Forty days ago he would have promised her, with pleasure. “My darling, this is the work I was trained for, and I must be free to do it at need.” Varzil had hailed him as Keeper. Was that his destiny?

But not at a Tower again. They had made an art of deforming the lives of their workers. In seeking to free Callista, would he free all his sons and daughters to come?

Callista raised her head at a slight sound. “That will be the food I sent for. Go and fetch it, Andrew, we don’t want outsiders in here.” When he returned, she poured hot soup into a mug. “Drink it down as quickly as you can, Damon. You are as weak as a bird newly hatched.”

He grimaced, saying, “Next time I think I’ll stay inside the egg.” He began to drink in hesitant sips, not sure, at first, that he could swallow.
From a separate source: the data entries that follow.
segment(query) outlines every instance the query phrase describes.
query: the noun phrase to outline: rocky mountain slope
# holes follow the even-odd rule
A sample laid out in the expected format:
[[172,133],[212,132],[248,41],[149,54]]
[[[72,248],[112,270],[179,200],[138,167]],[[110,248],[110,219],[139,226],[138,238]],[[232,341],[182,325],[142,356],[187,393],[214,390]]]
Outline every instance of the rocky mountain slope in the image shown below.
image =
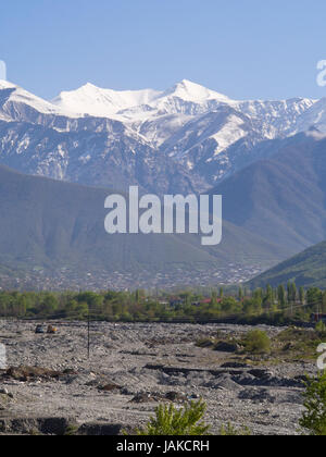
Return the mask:
[[204,192],[268,157],[256,146],[312,125],[323,100],[237,101],[189,81],[165,91],[114,91],[91,84],[52,102],[0,82],[0,162],[124,190]]

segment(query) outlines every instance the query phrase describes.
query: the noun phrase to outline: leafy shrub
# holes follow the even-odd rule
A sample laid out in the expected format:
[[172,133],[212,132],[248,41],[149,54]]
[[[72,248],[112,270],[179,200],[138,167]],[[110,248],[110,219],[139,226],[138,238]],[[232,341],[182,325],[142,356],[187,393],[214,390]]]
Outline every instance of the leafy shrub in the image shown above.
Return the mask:
[[315,330],[321,337],[326,335],[326,324],[323,321],[316,323]]
[[326,436],[326,372],[308,379],[303,397],[305,411],[300,425],[312,436]]
[[209,433],[210,427],[202,421],[206,410],[203,400],[191,402],[185,408],[177,409],[173,404],[160,405],[155,417],[151,418],[137,435],[142,436],[200,436]]
[[244,347],[248,353],[268,354],[271,353],[271,339],[266,332],[253,330],[244,337]]

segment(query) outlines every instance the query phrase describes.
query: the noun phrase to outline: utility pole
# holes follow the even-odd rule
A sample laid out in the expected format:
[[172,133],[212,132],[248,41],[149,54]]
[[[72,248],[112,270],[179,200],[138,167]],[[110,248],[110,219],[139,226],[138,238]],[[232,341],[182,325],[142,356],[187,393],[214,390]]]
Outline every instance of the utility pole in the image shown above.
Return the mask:
[[88,319],[87,319],[87,357],[90,357],[90,316],[88,310]]

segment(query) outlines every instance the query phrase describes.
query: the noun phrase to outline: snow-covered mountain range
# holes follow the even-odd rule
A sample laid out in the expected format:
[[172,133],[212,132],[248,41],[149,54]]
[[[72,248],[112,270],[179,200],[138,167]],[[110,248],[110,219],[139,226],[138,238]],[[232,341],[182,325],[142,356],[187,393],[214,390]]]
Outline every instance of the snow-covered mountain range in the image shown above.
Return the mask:
[[165,91],[87,84],[46,101],[0,82],[0,163],[116,189],[203,192],[268,157],[263,141],[312,126],[326,132],[326,99],[231,100],[183,81]]

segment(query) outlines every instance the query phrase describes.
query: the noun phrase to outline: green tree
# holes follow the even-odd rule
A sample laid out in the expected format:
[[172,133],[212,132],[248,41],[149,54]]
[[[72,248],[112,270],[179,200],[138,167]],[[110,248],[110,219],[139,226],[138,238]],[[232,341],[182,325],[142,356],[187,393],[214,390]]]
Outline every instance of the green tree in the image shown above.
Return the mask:
[[173,404],[160,405],[142,430],[137,435],[142,436],[200,436],[209,433],[210,427],[202,419],[206,410],[203,400],[191,402],[185,408],[177,409]]
[[299,288],[299,300],[300,300],[301,305],[304,305],[304,302],[305,302],[305,291],[304,291],[304,287],[302,287],[302,286]]
[[278,305],[281,309],[286,308],[287,305],[287,298],[286,298],[286,291],[285,286],[281,284],[277,288],[277,298],[278,298]]
[[326,436],[326,372],[308,379],[303,397],[305,411],[300,425],[312,436]]

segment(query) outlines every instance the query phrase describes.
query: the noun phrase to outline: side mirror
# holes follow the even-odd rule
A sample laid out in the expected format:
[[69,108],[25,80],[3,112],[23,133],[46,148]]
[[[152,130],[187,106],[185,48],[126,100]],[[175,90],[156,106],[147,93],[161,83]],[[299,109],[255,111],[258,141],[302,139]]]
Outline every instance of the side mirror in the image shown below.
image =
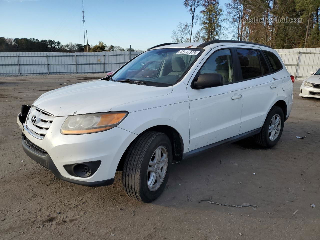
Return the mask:
[[223,78],[219,73],[205,73],[199,76],[194,83],[198,89],[218,87],[223,85]]

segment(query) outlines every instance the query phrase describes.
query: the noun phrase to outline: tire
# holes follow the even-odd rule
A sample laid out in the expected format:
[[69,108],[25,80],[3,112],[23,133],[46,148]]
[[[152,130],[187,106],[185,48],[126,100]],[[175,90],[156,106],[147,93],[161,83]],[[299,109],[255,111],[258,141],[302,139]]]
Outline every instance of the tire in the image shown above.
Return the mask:
[[[280,128],[280,131],[276,137],[275,134],[277,133],[275,133],[275,135],[273,135],[273,137],[275,138],[272,140],[271,139],[272,138],[273,135],[272,133],[269,133],[269,127],[272,125],[271,121],[274,117],[276,117],[276,119],[277,119],[278,117],[279,117],[281,125],[280,128],[277,128],[276,126],[275,127],[274,129],[275,133],[278,132],[277,129]],[[259,145],[266,148],[270,148],[274,147],[278,143],[282,135],[284,123],[284,116],[282,109],[277,106],[274,106],[267,115],[261,131],[254,136],[256,142]],[[273,126],[275,125],[275,124],[274,124]],[[278,126],[279,125],[277,126]]]
[[[160,155],[159,151],[161,151]],[[164,156],[166,151],[168,156],[166,160]],[[158,166],[159,162],[155,160],[155,158],[159,156],[162,159],[165,159],[163,160],[162,164],[165,164],[167,163],[165,172],[165,166],[161,167],[161,164]],[[122,172],[122,184],[128,196],[146,203],[157,198],[163,191],[168,182],[172,159],[171,143],[166,134],[150,131],[138,137],[129,147]],[[149,164],[154,164],[155,161],[158,163],[155,165],[153,169],[160,168],[160,170],[163,171],[162,174],[164,175],[161,180],[158,180],[162,174],[159,174],[159,172],[155,170],[154,172],[150,170],[153,169],[153,166]],[[154,185],[150,180],[152,178],[153,180],[154,178],[156,180],[155,181],[153,181]],[[148,180],[150,181],[150,185],[148,184]],[[160,184],[157,185],[158,181]]]

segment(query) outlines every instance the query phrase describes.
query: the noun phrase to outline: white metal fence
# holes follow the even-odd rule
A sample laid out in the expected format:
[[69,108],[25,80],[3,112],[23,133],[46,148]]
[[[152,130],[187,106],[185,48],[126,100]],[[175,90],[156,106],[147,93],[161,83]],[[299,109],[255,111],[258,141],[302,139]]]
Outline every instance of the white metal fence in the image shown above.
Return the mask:
[[[296,79],[320,68],[320,48],[276,49]],[[0,52],[0,75],[104,73],[116,70],[138,52]]]
[[0,75],[106,73],[140,53],[0,52]]
[[276,49],[288,71],[297,80],[304,80],[320,68],[320,48]]

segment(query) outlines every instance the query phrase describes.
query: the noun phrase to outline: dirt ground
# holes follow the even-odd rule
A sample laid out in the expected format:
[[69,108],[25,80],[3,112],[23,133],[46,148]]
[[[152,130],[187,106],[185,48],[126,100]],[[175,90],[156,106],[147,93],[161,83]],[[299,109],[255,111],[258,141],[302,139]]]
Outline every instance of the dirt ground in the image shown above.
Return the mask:
[[[277,146],[262,149],[249,139],[175,164],[163,193],[145,204],[126,196],[121,172],[107,187],[68,183],[21,147],[22,104],[103,76],[0,77],[0,239],[320,239],[320,100],[299,96],[302,81]],[[198,202],[208,195],[258,206]]]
His hands would not hold the mug, and Andrew steadied it for him.

“How long was I out?”

“All day, and most of the night,” Callista said. “And of course I could not move during that time either, so I’m stiff as planks nailed into a coffin!” Wearily she stretched her cramped limbs, and Andrew, leaving Ellemir to hold Damon’s mug, came and knelt before her, pulling off her velvet slippers and rubbing her feet with his strong hands. “How cold they are!” he said in dismay.

“About the only advantage the higher levels have over winter in Nevarsin is that you don’t get frostbite,” Callista said, and Damon grinned wryly. “You don’t get frostbite in the hells, either, but I never heard that advanced as a good reason not to stay out of them.” Andrew looked puzzled, and Damon asked, “Or do your people have a hot hell, as I heard the Dry-Towners do?”

Andrew nodded, and Damon finished his soup and held out his mug for more. He explained, “Zandru supposedly rules over nine hells, each colder than the last. When I was in Nevarsin they used to say that the student dormitory was kept about the temperature of the fourth hell, as a way of showing us what might be in store for us if we broke too many rules.” He glanced at the harsh darkness outside the window. “Is it snowing?”

Andrew asked, “Does it ever do anything else here at night?”

Damon cradled his cold fingers around the stoneware mug. “Oh, yes, sometimes in summer we have eight, ten nights without snow.”